このところ晴天続きで、店の近くの十間橋では朝から「逆さツリー」を見物する人たちで
賑わっています。店の前に開店案内ハガキを置いてあるのですが、スカイツリー見物の
ついでに持って帰る人たちが結構いて、新しい人の流れができつつあることが実感されます。
もっとも夜になれば商店街の人影はめっきり少なくなりますので、過剰な期待は禁物だと
自戒していますが、店のオープンとともに街がどう変わっていくかを見ることができるのも
楽しみの1つです。

いよいよ開店まで秒読みとなりました

13 5月 2010

 

ずっとパソコンが不調で、このブログの更新が滞ってしまっているうちに、開店まで
1週間といよいよ秒読みが始まってしまいました。夜寝る前に「あ、あれもやってない、
これもやってない」と突然思い出すことが多く、かなり焦っています。以前、飲食店経営を
テーマにした雑誌の編集をやっていましたが、聞くのと実際にやるのは大違いですね。
当たり前のことを改めて痛感しています。

先日、秋田に帰省した折に、実家で昔使っていた宴会用の器が入った箱を蔵の奥から
引っ張り出しました。箱の中からは、漆塗りのお膳や汁椀、素朴な柄の銚子、猪口、皿、
湯呑みなど、時代がかった品々がたくさん出てきました。昔の宴会は家の座敷で開かれ
ましたので、各家が一通りこうした器を揃えていたわけですが、今は出番もなく埃をかぶって
いるばかり。酒席の盛り上がりを支えた器たちにもう一度活躍の場を与えてやりたくて、
大きな木箱で5箱くらいにもなるそれらを全て送ってもらいました。
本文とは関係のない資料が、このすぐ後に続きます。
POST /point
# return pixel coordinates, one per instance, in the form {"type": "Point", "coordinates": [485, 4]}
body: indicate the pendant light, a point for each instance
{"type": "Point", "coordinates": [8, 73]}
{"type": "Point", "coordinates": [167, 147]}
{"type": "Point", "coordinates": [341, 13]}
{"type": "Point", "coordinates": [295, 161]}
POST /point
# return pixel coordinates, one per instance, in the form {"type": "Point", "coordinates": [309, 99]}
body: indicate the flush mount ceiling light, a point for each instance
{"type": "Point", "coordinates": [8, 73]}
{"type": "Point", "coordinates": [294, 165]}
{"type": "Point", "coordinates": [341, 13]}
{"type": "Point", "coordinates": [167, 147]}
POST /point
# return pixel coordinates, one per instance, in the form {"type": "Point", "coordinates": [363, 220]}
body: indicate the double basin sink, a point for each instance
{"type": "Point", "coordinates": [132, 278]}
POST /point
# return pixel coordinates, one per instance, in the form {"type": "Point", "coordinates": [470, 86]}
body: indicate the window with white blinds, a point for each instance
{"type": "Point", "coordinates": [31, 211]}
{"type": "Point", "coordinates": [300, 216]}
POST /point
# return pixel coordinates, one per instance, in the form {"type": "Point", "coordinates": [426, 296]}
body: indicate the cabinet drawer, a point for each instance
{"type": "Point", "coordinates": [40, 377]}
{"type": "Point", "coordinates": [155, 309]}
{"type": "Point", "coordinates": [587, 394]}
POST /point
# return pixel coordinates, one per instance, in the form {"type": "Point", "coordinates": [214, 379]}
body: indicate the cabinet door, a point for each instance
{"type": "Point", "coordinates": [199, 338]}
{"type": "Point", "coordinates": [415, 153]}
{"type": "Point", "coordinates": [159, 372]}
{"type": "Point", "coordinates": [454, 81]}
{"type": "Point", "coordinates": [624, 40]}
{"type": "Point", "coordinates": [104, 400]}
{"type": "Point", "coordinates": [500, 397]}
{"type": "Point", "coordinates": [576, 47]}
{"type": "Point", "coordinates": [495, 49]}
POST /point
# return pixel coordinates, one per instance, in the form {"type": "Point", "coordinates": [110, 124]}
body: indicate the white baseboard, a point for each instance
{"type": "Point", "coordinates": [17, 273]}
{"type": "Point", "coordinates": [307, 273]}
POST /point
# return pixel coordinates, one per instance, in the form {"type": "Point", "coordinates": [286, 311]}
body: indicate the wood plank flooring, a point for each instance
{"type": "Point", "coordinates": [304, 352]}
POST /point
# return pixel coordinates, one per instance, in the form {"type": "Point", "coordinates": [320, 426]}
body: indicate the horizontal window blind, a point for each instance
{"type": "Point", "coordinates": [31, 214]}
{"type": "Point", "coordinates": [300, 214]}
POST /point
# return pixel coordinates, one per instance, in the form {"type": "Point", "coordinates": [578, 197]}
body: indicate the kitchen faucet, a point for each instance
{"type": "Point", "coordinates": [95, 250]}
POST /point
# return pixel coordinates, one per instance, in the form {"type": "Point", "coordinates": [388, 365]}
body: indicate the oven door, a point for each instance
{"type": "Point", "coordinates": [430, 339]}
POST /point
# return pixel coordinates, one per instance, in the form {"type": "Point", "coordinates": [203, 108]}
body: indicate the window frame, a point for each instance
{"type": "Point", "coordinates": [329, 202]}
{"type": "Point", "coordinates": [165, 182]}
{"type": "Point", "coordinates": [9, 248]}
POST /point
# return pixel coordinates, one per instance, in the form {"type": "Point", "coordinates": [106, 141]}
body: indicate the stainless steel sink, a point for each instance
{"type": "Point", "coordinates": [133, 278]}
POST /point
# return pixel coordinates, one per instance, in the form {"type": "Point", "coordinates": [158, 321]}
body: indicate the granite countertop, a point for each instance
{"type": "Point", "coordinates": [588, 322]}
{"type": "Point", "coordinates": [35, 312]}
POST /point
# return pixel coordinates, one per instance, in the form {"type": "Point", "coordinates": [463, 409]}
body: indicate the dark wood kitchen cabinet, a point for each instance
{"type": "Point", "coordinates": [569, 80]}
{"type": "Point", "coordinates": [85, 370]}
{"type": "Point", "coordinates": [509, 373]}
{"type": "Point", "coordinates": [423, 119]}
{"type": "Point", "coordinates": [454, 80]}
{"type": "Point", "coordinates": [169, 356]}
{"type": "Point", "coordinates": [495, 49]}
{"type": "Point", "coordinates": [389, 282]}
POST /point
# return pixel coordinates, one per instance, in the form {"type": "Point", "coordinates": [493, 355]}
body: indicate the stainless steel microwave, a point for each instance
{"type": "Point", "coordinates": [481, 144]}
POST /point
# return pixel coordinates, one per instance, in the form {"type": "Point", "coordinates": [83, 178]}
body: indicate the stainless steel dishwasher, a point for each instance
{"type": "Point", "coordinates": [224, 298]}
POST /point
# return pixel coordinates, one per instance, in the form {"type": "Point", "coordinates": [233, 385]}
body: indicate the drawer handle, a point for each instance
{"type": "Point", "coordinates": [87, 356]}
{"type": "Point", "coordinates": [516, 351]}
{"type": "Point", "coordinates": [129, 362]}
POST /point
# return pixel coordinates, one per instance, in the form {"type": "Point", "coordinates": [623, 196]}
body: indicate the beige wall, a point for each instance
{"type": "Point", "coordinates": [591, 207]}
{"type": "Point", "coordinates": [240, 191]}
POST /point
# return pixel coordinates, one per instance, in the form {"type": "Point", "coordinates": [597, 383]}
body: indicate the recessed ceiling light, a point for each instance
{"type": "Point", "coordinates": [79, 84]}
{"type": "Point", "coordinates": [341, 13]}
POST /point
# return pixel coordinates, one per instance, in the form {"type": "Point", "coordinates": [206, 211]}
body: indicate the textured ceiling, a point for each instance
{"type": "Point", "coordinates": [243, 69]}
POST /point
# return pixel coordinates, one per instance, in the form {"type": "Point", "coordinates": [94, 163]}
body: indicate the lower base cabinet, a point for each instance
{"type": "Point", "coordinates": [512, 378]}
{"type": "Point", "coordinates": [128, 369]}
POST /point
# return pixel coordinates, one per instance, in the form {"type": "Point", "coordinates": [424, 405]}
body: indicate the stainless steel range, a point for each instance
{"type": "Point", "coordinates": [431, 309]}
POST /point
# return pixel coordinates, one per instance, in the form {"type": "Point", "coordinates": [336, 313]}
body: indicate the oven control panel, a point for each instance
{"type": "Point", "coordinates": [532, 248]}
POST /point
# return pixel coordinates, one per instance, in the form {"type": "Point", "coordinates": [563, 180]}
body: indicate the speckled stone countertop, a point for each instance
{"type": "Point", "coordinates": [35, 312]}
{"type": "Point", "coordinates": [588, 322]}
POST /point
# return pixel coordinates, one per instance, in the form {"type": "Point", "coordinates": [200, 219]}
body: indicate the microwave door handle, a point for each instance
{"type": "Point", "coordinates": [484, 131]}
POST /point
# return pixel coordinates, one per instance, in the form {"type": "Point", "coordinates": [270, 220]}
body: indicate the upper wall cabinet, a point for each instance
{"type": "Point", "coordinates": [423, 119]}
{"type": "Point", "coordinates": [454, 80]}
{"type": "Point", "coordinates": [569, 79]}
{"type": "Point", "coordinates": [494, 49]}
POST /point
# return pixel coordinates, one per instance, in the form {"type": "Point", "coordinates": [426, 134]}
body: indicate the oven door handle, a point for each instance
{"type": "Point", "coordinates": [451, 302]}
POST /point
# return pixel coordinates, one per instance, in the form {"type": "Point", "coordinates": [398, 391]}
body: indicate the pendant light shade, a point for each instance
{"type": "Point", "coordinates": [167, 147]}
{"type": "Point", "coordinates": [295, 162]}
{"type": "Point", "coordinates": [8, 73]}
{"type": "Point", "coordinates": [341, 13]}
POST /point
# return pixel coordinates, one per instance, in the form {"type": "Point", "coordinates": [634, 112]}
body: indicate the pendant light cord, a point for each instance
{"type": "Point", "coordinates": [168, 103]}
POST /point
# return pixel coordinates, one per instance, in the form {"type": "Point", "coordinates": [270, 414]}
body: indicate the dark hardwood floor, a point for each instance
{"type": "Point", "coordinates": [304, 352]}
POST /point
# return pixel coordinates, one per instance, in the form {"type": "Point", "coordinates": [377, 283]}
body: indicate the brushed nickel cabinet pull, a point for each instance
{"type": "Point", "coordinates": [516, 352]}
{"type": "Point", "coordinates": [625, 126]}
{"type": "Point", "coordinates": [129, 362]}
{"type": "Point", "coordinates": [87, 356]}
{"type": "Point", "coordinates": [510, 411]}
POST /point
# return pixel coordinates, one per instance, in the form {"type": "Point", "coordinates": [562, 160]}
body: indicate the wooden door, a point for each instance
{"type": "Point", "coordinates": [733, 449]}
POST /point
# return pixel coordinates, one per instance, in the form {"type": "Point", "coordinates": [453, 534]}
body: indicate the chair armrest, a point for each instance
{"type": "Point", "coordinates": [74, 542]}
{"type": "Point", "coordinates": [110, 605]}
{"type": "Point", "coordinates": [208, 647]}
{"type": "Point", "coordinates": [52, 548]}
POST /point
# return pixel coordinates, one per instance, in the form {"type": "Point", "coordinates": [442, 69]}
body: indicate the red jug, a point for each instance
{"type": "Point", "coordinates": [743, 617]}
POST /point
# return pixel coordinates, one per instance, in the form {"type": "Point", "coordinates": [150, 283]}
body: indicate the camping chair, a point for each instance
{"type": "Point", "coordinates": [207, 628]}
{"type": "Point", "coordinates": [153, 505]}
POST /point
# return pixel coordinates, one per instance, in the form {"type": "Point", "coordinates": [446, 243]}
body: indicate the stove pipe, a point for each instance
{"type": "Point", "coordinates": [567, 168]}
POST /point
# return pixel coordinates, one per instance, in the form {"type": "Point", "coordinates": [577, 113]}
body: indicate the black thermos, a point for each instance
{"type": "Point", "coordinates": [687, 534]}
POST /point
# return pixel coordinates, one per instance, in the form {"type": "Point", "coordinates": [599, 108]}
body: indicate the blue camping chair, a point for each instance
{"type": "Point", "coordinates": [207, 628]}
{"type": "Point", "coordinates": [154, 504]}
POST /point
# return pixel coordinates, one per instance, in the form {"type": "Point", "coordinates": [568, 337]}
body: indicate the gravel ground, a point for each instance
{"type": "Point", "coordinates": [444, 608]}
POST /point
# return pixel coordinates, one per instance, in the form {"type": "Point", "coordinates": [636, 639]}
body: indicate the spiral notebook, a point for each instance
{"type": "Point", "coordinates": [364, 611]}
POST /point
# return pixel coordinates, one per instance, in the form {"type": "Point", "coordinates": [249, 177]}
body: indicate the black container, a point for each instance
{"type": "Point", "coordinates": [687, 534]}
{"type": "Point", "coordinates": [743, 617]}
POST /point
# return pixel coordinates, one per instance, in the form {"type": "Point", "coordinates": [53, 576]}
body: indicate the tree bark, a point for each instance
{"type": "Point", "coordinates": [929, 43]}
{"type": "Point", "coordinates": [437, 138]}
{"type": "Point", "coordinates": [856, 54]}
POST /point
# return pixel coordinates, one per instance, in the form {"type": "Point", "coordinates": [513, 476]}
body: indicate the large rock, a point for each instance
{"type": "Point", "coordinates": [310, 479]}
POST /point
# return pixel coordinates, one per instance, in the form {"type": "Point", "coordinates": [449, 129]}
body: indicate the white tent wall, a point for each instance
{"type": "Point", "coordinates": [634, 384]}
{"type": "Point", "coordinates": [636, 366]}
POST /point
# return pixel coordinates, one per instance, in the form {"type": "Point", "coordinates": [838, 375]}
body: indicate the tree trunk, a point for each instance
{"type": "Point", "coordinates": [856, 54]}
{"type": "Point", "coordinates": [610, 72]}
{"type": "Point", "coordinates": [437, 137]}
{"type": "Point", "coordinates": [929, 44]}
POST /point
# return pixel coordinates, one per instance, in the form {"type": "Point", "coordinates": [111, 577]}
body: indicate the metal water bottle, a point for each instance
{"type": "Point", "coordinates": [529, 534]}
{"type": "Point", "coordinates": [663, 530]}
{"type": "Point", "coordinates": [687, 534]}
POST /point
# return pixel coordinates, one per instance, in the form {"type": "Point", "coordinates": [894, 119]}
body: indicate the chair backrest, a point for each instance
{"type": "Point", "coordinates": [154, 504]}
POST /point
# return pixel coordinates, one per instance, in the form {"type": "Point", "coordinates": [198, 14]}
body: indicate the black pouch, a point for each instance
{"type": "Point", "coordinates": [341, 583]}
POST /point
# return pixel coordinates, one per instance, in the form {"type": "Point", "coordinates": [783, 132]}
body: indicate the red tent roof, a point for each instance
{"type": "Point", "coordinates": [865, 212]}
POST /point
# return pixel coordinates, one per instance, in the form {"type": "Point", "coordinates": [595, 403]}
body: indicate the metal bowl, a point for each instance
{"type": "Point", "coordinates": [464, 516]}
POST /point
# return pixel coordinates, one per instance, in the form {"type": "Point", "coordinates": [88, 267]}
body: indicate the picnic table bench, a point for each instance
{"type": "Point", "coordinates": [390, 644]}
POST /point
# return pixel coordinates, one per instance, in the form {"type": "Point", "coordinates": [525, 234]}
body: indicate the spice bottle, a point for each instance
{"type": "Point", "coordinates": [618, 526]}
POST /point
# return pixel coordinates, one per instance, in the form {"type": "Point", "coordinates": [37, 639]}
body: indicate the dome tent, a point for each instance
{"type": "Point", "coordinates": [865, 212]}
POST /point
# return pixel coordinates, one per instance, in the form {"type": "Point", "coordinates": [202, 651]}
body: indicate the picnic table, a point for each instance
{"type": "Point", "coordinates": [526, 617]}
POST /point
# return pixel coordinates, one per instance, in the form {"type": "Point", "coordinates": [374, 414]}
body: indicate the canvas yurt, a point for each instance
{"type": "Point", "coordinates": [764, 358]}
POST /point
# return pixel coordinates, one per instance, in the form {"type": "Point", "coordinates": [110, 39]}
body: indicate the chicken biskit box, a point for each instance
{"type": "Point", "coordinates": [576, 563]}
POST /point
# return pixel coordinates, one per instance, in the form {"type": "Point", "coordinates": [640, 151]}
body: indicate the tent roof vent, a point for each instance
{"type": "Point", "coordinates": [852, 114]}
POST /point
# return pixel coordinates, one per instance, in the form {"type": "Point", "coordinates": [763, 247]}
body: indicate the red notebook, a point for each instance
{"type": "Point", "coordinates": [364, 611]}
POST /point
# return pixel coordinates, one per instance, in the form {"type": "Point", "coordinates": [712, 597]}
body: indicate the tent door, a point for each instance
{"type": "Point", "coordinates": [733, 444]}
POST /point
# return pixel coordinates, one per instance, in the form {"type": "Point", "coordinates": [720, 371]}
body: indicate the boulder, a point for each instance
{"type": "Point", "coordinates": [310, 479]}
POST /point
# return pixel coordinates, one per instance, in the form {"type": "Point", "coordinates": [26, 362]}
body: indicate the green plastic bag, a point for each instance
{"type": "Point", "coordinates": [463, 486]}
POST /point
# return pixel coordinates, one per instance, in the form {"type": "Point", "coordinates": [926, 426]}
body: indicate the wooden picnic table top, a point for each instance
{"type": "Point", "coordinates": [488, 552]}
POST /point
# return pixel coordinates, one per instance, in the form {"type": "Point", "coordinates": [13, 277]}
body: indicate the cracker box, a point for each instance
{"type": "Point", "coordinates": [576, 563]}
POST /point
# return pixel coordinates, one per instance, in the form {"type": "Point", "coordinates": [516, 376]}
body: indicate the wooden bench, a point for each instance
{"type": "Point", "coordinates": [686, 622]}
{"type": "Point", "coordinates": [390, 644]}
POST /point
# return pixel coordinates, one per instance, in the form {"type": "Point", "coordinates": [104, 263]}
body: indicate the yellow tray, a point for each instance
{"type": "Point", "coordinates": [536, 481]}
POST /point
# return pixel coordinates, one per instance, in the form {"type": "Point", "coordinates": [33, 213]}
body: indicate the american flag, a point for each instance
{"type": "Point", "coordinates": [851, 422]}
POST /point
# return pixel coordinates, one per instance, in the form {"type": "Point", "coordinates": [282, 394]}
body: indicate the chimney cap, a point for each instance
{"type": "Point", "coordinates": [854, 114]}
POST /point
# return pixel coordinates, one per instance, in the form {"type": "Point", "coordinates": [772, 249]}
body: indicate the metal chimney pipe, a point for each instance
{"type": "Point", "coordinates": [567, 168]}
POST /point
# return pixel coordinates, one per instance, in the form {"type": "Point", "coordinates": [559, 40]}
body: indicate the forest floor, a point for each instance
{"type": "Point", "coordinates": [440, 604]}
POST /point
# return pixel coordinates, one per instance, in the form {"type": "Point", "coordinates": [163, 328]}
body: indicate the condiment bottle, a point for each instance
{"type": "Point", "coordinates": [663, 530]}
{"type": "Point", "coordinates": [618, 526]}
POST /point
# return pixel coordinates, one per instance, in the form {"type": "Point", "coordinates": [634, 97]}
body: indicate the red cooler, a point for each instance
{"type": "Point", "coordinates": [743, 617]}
これから比較的状態の
いいものを選び、よく洗って店の食器として生き返らせます。

近頃は100円ショップに行っても結構立派な食器が買えますが、道具を消耗品扱いせずに
大事に使い込む日本の文化を見直すきっかけになればと思っています。もっとも、店で使う
食器全てが骨董というわけではなく、今の日本酒の酒質を十全に引き出す形状の器を考え、
特別に現代の陶芸家に焼いていただいたオリジナルの酒盃も用意しています。こうした器が
次代のスタンダードになればいいな、という思いも密かに抱いています。

このほかにも、カウンター材はウイスキーの貯蔵樽などで使われるホワイトオーク、のれんは
酒の絞りに使われる厚手の木綿生地を柿渋染めにしてもらいました。こだわりというには、
かなり独りよがりな店ですが、自己満足の世界を笑って楽しんでいただければ幸いです。
自分たちが楽しくないとお客様も楽しめない。そんな気持ちでぼちぼちと始めさせて
いただきますので、皆様もおおらかな心を携えてご来店を。